Disaster Recovery Is More Than Just Backup
Are you prepared for an office disaster? If a fire, flood, or robbery irrecoverably damages your computer equipment, will you be able to get up and running again? The first requirement, of course, is that you have all essential data backed up, but that’s not necessarily enough by itself.
One business in four that closes because of a disaster never opens again; some estimates are even more pessimistic. Those that do may suffer significant loss of business, with some customers never returning if restoration of service takes too long. A good recovery plan needs to include concrete steps for recovering all data and resuming operation, with a realistic estimate of how long it will take.

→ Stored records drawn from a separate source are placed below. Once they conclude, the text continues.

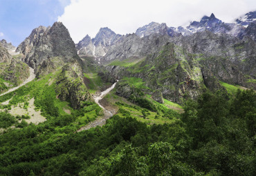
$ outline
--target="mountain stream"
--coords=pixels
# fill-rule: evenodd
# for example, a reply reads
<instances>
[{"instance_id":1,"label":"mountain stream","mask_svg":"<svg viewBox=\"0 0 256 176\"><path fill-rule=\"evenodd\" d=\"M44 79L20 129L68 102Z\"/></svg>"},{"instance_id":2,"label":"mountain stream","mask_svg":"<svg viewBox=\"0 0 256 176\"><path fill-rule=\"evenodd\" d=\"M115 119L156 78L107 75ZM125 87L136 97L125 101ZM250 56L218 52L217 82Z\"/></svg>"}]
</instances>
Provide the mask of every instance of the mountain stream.
<instances>
[{"instance_id":1,"label":"mountain stream","mask_svg":"<svg viewBox=\"0 0 256 176\"><path fill-rule=\"evenodd\" d=\"M81 130L89 130L91 128L96 127L97 126L102 126L106 123L106 121L109 119L111 117L113 116L113 114L109 110L107 110L103 106L102 106L100 104L100 101L106 95L107 95L111 90L113 90L115 86L116 83L118 81L118 80L115 82L110 88L106 89L103 92L101 92L100 94L98 96L93 95L93 99L94 101L96 104L100 106L100 108L102 108L104 110L104 117L102 118L98 118L96 120L91 121L89 123L88 125L82 127L80 129L77 130L77 132L80 132Z\"/></svg>"}]
</instances>

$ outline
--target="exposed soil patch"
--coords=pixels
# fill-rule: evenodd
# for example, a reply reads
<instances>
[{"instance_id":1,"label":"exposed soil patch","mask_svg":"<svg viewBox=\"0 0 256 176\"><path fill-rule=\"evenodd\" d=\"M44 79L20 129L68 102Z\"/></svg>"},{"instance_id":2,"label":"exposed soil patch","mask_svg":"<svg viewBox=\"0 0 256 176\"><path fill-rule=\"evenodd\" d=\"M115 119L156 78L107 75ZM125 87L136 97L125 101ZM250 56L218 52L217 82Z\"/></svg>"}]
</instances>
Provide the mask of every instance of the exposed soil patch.
<instances>
[{"instance_id":1,"label":"exposed soil patch","mask_svg":"<svg viewBox=\"0 0 256 176\"><path fill-rule=\"evenodd\" d=\"M38 124L40 122L43 122L46 120L46 119L41 115L41 111L36 111L35 110L34 105L35 99L33 98L28 101L28 110L24 109L24 104L18 104L17 106L12 106L12 109L9 110L9 113L17 116L17 115L28 115L30 117L30 119L25 119L28 124L32 122L35 124ZM19 107L20 106L20 107Z\"/></svg>"},{"instance_id":2,"label":"exposed soil patch","mask_svg":"<svg viewBox=\"0 0 256 176\"><path fill-rule=\"evenodd\" d=\"M63 110L64 110L66 113L67 113L68 115L71 115L71 111L69 109L66 108L65 107L64 107L64 108L63 108Z\"/></svg>"},{"instance_id":3,"label":"exposed soil patch","mask_svg":"<svg viewBox=\"0 0 256 176\"><path fill-rule=\"evenodd\" d=\"M86 77L84 77L82 78L82 79L83 79L84 83L85 86L86 86L86 88L89 88L89 85L91 83L90 79L89 78Z\"/></svg>"}]
</instances>

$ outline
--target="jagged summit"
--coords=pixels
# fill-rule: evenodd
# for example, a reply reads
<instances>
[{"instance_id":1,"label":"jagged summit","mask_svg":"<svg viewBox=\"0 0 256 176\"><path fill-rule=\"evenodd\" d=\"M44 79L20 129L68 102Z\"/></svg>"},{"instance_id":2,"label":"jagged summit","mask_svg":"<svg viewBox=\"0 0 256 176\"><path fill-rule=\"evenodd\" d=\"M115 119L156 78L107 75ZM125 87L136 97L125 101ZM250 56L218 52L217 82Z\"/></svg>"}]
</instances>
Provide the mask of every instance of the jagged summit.
<instances>
[{"instance_id":1,"label":"jagged summit","mask_svg":"<svg viewBox=\"0 0 256 176\"><path fill-rule=\"evenodd\" d=\"M15 53L16 47L12 46L12 43L8 43L6 40L2 39L0 41L0 43L8 50L10 54Z\"/></svg>"},{"instance_id":2,"label":"jagged summit","mask_svg":"<svg viewBox=\"0 0 256 176\"><path fill-rule=\"evenodd\" d=\"M256 21L256 10L246 13L237 19L235 21L237 23L247 28L250 23Z\"/></svg>"},{"instance_id":3,"label":"jagged summit","mask_svg":"<svg viewBox=\"0 0 256 176\"><path fill-rule=\"evenodd\" d=\"M102 57L108 51L109 47L121 38L107 27L101 28L95 38L91 39L86 35L76 45L77 53L80 55L89 57Z\"/></svg>"},{"instance_id":4,"label":"jagged summit","mask_svg":"<svg viewBox=\"0 0 256 176\"><path fill-rule=\"evenodd\" d=\"M158 23L156 22L151 22L150 23L145 25L141 28L137 29L135 32L138 37L143 37L149 36L154 33L160 35L167 35L168 31L168 27L166 23Z\"/></svg>"},{"instance_id":5,"label":"jagged summit","mask_svg":"<svg viewBox=\"0 0 256 176\"><path fill-rule=\"evenodd\" d=\"M34 68L51 57L60 57L65 61L77 57L75 43L62 22L35 28L16 51L22 53L23 61Z\"/></svg>"}]
</instances>

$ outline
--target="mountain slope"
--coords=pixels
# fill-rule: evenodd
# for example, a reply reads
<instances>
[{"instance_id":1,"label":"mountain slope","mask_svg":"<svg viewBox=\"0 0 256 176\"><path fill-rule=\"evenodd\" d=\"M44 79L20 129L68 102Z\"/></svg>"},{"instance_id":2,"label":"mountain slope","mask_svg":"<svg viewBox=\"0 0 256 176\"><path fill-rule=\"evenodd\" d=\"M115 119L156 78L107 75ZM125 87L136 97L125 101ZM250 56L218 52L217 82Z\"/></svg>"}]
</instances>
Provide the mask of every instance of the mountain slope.
<instances>
[{"instance_id":1,"label":"mountain slope","mask_svg":"<svg viewBox=\"0 0 256 176\"><path fill-rule=\"evenodd\" d=\"M108 28L102 28L95 38L86 35L76 45L77 53L81 56L102 57L107 52L110 46L117 41L121 35L116 35Z\"/></svg>"},{"instance_id":2,"label":"mountain slope","mask_svg":"<svg viewBox=\"0 0 256 176\"><path fill-rule=\"evenodd\" d=\"M17 52L24 56L22 60L32 68L36 68L50 58L59 57L61 61L68 62L79 59L75 43L66 27L55 22L47 28L39 26L34 29L17 48Z\"/></svg>"},{"instance_id":3,"label":"mountain slope","mask_svg":"<svg viewBox=\"0 0 256 176\"><path fill-rule=\"evenodd\" d=\"M12 58L7 49L0 43L0 92L18 86L29 77L28 66Z\"/></svg>"}]
</instances>

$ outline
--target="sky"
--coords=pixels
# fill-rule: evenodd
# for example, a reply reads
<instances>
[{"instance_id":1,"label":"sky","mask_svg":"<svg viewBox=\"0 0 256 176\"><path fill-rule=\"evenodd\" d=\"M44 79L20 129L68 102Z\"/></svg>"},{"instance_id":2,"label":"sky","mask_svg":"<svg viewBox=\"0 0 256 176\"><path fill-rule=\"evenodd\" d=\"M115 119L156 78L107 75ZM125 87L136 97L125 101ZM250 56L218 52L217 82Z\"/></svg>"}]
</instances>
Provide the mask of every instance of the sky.
<instances>
[{"instance_id":1,"label":"sky","mask_svg":"<svg viewBox=\"0 0 256 176\"><path fill-rule=\"evenodd\" d=\"M0 0L0 39L17 46L35 28L58 21L77 43L104 27L126 35L152 21L177 27L213 12L233 22L254 10L255 0Z\"/></svg>"}]
</instances>

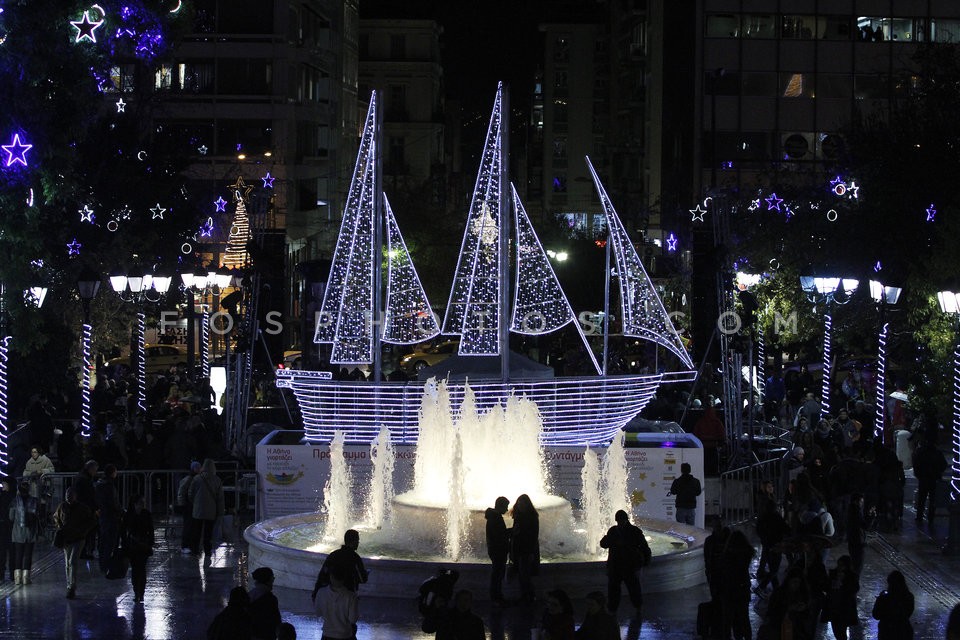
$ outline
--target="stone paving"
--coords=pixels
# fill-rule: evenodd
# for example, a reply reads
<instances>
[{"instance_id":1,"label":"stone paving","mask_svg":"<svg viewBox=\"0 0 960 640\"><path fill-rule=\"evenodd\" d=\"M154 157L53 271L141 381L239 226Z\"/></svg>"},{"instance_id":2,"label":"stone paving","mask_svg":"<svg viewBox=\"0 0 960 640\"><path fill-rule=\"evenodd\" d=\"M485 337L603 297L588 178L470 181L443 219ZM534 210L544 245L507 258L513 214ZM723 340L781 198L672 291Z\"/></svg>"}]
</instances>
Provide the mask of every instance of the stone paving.
<instances>
[{"instance_id":1,"label":"stone paving","mask_svg":"<svg viewBox=\"0 0 960 640\"><path fill-rule=\"evenodd\" d=\"M908 495L912 492L908 491ZM913 623L917 640L944 638L946 616L960 602L960 578L957 577L960 559L940 553L939 547L946 537L945 515L941 515L933 532L926 527L918 528L913 517L908 507L901 533L871 539L860 592L862 624L853 629L852 638L876 637L876 621L870 618L870 610L874 598L884 587L886 574L894 568L906 575L916 596ZM225 604L230 588L245 584L246 572L255 567L246 566L242 545L223 544L206 562L179 553L176 528L164 527L160 531L166 532L166 536L160 537L157 553L151 559L143 605L134 603L129 582L102 577L96 561L84 562L77 599L66 600L62 554L47 543L40 543L35 552L33 584L0 583L0 638L205 638L207 625ZM840 551L831 550L828 566L832 566ZM537 586L541 593L549 588L546 584ZM507 589L509 596L516 585L510 584ZM277 589L276 594L284 619L296 626L298 637L319 640L322 623L313 614L309 593ZM414 594L409 600L376 598L361 588L362 620L358 639L431 637L420 631L413 597ZM628 617L632 611L625 602L620 608L623 636L663 640L693 638L697 604L707 598L705 586L648 595L642 625ZM576 605L579 619L583 615L583 603ZM763 600L754 599L751 614L754 632L760 619L757 610L763 606ZM481 602L476 609L492 639L532 638L532 630L541 615L538 607L500 610ZM826 625L821 625L819 637L832 638L833 634Z\"/></svg>"}]
</instances>

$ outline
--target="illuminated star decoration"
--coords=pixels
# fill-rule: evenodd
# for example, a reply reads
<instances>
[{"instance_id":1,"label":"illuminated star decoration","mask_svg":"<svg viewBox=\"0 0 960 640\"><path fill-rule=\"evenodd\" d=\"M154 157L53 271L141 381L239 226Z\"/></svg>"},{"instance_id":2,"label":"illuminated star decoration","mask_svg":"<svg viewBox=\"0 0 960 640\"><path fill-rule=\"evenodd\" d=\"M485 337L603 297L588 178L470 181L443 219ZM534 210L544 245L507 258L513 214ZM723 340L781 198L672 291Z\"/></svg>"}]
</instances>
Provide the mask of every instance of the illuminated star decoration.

To be useful in case of a disaster, at least one backup copy has to be offsite. A backup drive in your office is useful for recovering corrupted files, but if your computers burn or are stolen, it’s very likely the backup will be too. Use a reliable backup service and make sure you know how to get files back from it. Choose a service that has a good reputation and encrypts all data in transit and in storage.
You should also keep a disk image backup of your primary drive. Simply restoring files to a new drive won’t necessarily replicate your original operating environment. Keep the image backup stored offsite in a secure place. Encrypt this backup too, as with anything important that you store offsite.
Make sure that you have the passwords and keys that you’ll need to perform the recovery in a safe place. If you keep them on the premises, put them in a locked, fireproof box that can’t easily be stolen. If they’re off the premises, make sure they’re stored securely.
Plan for how you’ll inform your employees, customers, and business partners of the situation. If their contact information was all on the lost computers, this could be difficult. Keep a copy of it in another place.
Make a realistic estimate of how long it will take to restore your data and resume operation. First you have to set up a new computer and copy your saved disk image to it. After that, you need to restore all your data from the backup; this might take days, depending on how much you have and how fast your connection is. If you have to restore multiple computers through the same Internet connection, it could take a long time. Finally, you’ll need to verify that everything is working properly before going live.
You’ll need to consider what it takes to catch up with lost time. If you send out reports on the first of the month and a disaster brings your systems down on that day, you need to get those reports out as soon as you recover, not on the first of the next month. Make sure it’s possible to do this.
Estimate what the process will cost. You’ll have to buy new computers, replace furniture and supplies, and weather an interruption in revenue. Hopefully insurance will cover most of the loss, but you need enough money in the meantime to get through.
However good your plan sounds, you need to test it to make sure it works. A full test, including failover and restoration of data, may not be feasible, but you should test as much of the plan as reasonably possible. To avoid disruption, you should break the tests down into units that can be tried separately. For example, shut off the main circuit breaker to the office late at night, then get everything back online. Record how long the recovery procedure takes and what problems you encounter. Update the procedure if necessary.
Keep your recovery plan up to date. Even the smallest offices regularly add or replace equipment. Make sure that the plan covers all of it.